Qu'est-ce que l'Attribution Reporting API de Google ? +
C'est l'outil de mesure attribution marketing digital intégré à la Privacy Sandbox. Il se divise en deux : l'Event API pour les impressions et clics (données disponibles sous 24h environ, peu détaillées) et l'Aggregate API pour les conversions (données sous 72h à 7 jours, plus riches mais focalisées sur la conversion uniquement).
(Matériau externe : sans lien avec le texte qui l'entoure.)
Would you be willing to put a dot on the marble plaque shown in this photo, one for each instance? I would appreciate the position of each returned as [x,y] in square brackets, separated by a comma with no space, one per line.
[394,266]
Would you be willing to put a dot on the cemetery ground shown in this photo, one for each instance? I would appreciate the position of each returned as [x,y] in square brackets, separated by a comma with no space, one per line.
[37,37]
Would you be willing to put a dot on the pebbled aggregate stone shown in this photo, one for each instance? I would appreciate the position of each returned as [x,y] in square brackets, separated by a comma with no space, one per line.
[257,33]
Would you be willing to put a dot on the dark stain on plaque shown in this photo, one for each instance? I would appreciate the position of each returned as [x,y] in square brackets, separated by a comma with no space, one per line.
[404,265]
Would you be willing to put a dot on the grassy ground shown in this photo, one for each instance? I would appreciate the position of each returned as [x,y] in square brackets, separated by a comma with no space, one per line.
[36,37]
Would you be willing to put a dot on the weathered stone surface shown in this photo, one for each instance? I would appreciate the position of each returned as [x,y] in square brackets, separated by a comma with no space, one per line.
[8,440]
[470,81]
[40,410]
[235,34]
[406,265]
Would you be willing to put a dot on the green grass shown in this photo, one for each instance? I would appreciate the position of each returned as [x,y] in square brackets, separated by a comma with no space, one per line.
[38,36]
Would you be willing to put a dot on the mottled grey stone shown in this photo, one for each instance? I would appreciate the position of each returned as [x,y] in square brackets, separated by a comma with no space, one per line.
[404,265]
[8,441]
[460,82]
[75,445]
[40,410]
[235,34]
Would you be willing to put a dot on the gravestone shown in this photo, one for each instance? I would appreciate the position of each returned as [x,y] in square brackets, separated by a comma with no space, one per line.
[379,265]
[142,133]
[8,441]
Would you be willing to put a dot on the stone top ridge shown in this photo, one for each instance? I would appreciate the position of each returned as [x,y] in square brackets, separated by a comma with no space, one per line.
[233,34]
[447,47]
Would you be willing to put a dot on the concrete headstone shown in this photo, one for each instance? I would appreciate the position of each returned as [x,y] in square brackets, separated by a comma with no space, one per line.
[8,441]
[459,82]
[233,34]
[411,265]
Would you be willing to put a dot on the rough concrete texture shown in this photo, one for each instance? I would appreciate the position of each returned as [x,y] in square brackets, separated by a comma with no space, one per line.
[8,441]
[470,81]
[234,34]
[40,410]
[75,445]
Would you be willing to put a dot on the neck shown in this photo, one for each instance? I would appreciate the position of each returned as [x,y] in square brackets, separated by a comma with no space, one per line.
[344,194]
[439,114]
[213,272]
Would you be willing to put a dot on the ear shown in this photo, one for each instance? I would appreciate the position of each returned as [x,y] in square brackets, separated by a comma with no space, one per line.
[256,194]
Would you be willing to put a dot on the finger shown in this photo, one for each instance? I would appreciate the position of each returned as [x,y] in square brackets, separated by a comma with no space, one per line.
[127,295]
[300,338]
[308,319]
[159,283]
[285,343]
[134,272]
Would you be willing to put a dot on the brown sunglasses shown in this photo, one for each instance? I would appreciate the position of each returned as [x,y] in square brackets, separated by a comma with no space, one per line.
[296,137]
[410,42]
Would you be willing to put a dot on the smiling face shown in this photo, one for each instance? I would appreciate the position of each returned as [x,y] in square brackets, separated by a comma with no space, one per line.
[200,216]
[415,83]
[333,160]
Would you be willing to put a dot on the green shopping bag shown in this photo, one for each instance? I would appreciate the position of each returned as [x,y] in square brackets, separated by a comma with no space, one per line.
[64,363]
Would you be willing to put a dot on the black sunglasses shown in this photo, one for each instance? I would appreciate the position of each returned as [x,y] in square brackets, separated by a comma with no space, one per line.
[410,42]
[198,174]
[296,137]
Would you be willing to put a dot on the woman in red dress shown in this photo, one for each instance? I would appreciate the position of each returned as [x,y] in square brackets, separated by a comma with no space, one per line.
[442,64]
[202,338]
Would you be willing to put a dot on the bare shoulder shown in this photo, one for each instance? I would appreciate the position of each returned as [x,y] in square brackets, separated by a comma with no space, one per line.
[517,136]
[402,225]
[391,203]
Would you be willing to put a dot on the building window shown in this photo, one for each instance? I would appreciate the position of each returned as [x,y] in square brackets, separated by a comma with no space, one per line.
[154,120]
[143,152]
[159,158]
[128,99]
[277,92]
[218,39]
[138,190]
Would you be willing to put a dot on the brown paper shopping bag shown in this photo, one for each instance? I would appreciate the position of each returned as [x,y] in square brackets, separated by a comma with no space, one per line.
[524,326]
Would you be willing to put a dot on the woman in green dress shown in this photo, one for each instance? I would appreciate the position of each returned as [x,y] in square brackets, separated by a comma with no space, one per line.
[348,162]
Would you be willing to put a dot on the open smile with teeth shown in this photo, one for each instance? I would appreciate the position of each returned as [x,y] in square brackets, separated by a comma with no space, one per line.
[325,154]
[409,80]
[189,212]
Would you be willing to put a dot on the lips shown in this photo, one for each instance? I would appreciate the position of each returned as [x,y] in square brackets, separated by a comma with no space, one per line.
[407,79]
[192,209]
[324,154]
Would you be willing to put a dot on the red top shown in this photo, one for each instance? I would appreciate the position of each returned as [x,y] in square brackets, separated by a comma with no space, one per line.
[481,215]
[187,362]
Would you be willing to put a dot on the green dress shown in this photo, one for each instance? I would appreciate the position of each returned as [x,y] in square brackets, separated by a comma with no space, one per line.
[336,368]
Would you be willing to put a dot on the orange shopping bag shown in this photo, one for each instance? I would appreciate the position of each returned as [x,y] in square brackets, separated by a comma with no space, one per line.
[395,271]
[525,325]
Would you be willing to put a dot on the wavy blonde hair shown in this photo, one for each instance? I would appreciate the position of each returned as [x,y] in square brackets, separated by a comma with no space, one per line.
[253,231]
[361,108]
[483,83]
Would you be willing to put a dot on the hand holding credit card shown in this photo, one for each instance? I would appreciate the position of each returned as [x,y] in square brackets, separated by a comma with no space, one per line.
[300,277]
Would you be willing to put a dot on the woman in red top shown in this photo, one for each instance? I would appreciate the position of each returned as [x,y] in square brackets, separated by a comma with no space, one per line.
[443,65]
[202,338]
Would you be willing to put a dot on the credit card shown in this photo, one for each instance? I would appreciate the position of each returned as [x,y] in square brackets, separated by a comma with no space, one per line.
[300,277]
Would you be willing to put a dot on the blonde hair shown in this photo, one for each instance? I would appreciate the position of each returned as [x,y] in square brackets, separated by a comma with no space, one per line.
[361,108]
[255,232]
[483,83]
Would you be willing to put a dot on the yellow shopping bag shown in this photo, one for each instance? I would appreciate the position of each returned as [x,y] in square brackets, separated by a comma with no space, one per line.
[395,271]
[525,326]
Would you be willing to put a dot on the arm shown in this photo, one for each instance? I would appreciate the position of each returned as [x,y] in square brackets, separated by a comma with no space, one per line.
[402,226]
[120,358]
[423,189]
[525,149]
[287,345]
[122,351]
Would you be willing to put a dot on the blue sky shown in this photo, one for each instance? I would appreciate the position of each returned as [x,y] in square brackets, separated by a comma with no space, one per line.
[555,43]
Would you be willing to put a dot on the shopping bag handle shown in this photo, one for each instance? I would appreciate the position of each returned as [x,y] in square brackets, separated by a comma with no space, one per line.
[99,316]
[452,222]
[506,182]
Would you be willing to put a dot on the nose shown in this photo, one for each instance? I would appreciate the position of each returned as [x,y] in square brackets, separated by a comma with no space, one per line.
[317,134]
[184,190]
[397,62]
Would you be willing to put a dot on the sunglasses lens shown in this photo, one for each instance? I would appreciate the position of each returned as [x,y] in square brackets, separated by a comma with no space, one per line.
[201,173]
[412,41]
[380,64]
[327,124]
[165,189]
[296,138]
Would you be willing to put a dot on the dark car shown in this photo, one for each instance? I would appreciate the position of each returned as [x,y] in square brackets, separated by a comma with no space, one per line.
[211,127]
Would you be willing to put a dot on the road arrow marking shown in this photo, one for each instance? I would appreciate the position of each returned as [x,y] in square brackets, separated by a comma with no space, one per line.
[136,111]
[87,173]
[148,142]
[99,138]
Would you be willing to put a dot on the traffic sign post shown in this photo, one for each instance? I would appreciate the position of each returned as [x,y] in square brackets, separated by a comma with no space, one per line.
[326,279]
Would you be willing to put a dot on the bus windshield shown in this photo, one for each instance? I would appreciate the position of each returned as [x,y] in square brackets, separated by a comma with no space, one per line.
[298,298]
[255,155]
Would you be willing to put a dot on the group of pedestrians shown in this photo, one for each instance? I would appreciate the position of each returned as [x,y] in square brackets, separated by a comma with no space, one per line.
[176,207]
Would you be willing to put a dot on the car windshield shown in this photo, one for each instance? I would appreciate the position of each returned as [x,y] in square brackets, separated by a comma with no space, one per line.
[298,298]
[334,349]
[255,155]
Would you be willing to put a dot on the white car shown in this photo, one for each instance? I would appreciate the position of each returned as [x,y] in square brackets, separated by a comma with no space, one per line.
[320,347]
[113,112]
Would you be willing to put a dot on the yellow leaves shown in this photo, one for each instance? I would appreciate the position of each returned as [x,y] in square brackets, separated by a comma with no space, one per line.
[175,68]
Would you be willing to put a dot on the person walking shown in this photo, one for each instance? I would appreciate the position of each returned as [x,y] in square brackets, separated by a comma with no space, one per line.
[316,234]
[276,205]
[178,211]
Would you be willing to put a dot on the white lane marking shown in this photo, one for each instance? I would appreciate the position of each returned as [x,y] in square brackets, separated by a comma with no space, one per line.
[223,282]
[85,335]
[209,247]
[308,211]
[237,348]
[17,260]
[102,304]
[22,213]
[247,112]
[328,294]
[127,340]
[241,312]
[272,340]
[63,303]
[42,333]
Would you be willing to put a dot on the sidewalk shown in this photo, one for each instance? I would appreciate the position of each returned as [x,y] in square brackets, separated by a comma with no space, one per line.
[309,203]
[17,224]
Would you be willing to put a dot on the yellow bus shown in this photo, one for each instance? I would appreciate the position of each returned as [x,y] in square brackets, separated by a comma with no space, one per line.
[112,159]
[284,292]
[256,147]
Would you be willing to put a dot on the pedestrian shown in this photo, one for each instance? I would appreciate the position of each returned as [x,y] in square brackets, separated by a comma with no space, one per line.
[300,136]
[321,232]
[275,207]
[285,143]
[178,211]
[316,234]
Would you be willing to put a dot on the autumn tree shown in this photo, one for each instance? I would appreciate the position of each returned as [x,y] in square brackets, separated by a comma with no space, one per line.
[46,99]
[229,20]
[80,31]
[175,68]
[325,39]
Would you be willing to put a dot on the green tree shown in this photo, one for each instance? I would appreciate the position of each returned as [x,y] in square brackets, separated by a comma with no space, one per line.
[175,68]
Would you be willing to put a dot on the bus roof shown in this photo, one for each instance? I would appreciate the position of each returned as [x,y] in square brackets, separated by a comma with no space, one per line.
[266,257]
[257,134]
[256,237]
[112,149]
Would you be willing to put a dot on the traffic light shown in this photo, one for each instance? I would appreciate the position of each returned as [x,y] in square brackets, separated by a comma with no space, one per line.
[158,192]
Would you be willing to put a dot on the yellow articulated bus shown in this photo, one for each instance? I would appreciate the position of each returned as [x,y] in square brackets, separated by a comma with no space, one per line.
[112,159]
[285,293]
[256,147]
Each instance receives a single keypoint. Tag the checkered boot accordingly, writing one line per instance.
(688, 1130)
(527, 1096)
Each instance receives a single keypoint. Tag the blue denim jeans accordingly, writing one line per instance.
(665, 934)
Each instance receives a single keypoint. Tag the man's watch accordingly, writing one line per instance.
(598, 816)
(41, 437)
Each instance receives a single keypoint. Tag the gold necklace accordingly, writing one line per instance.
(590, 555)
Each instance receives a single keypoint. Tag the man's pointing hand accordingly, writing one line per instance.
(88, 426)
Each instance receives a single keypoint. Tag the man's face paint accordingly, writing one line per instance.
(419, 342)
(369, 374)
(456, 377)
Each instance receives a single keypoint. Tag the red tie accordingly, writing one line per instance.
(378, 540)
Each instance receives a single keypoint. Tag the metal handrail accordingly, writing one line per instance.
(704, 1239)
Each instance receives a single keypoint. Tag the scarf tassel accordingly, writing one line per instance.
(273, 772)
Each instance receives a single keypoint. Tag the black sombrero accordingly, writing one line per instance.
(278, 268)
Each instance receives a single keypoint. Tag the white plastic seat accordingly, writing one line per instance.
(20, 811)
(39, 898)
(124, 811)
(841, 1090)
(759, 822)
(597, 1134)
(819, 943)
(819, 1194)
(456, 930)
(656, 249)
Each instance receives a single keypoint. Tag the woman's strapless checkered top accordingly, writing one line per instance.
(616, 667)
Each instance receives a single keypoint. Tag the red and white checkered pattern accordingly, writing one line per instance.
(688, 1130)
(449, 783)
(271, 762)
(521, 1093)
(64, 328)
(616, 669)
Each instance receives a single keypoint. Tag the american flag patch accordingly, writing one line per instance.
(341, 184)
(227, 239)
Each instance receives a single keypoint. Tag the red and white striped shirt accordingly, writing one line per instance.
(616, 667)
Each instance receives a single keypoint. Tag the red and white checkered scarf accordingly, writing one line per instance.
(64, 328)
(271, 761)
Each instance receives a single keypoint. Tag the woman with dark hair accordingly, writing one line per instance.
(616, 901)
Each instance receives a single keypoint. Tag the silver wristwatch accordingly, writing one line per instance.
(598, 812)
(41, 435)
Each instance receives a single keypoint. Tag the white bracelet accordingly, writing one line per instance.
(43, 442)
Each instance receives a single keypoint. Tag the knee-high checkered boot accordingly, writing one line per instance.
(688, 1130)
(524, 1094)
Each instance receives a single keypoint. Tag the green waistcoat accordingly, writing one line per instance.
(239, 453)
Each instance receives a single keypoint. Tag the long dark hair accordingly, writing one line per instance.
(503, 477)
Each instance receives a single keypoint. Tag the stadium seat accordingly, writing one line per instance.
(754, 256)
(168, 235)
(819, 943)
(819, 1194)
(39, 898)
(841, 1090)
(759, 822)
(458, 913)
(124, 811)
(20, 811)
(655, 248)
Les deux ne peuvent pas être liés entre eux au niveau individuel.
Les annonceurs peuvent-ils encore mesurer ce qui se passe sur leur propre site ? +
Oui. Les cookies first party - déposés par l'annonceur sur son propre domaine - ne sont pas remis en question par les navigateurs. Google et Safari considèrent qu'il existe une relation directe entre le visiteur et l'annonceur. Mais attention : le GDPR soumet ces cookies au consentement également, et leur portée est limitée au domaine de l'annonceur.
Pourquoi la mesure attribution marketing digital va devenir plus fragmentée ? +
Parce qu'il n'y aura plus un système unifié, mais plusieurs : la Privacy Sandbox de Chrome avec ses propres APIs, les outils d'Apple (SKAdNetwork) pour iOS, Firefox qui ne fournit rien pour l'instant, plus les identifiants uniques qui ne sont pas encore synchronisés entre eux. Chaque écosystème applique ses propres règles, et la réconciliation entre ces sources devient une compétence clé que les annonceurs devront internaliser.